January 17, 2012
THAT’S RIGHT, YOU HEARD ME.
Try this: As an experiment, copy your script into a new document but cut off the first 5 or 10 or 20 pages. Read your new 30 pages. Does it start with your hero in action? Is your script zipping along? Were those first 20 pages mainly backstory? Don’t worry, you can place any missing vital information later. Don’t start explaining who this person is. Set him in action then slowly reveal him.
FIRST TWO PAGES. Man wakes up. Man kisses his wife. Man drives to work. Man goes into an office building. Man goes up elevator. Man on rooftop takes out a rifle. Man starts shooting.
FIRST PAGE: Man opens a rooftop door. Man goes to the ledge. Man takes out a rifle. Man starts shooting.
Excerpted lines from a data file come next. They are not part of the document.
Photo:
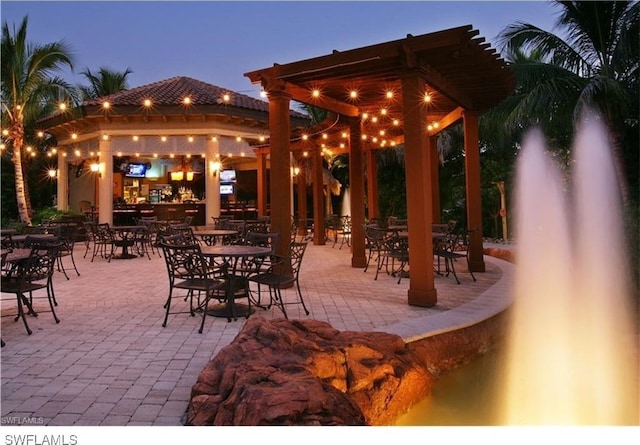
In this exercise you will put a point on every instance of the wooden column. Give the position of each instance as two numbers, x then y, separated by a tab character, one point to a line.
262	184
356	189
435	180
280	188
212	180
105	183
63	182
372	184
318	199
302	203
422	291
473	185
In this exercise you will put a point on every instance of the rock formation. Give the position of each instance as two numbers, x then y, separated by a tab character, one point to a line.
305	372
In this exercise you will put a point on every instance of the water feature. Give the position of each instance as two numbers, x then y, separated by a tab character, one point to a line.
571	357
570	354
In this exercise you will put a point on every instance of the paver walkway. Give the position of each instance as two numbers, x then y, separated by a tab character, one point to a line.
110	362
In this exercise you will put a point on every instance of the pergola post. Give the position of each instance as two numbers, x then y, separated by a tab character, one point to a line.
105	183
372	184
280	188
356	187
62	198
212	181
473	185
422	291
435	179
262	183
318	199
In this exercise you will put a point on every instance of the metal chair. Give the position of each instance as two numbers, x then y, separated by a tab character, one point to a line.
187	270
278	278
30	275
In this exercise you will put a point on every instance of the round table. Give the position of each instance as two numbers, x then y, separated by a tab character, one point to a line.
229	309
126	237
211	236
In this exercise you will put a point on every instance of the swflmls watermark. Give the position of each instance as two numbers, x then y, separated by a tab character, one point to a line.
17	420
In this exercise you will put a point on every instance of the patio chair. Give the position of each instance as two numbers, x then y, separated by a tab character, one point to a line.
451	248
103	242
30	275
187	270
277	278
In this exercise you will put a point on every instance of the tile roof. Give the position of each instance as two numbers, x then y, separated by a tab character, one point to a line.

Which grips you? Which one will keep the reader/producer/agent, who only read the first 20 pages, going?
It always goes back to: SHOW DON’T TELL.
September 2, 2011
A spec screenplay is a reader’s experience. When you use the word, “beat” that experience becomes boring. A “beat” is just a place holder when nothing happens. Gee, that’s exciting to read. Using a gesture or movement can actually add to your scene. It can show character or tension. For instance:
CARRIE: I don’t want to talk about this. (beat) I want to talk about us.
Examples of substituting “beat”.
CARRIE: I don’t want to talk about this. (smiles) I want to talk about us.
CARRIE: I don’t want to talk about this. (looks down) I want to talk about us.
CARRIE: I don’t want to talk about this. (slaps the table) I want to talk about us.
CARRIE: I don’t want to talk about this. (takes a deep breath) I want to talk about us.
Each substitution of “beat” added character or tension to the scene.
Should you never use “beat”? 95% of beats should be an action.
A “beat” shouldn’t be a pause in life; it should have a life in your script.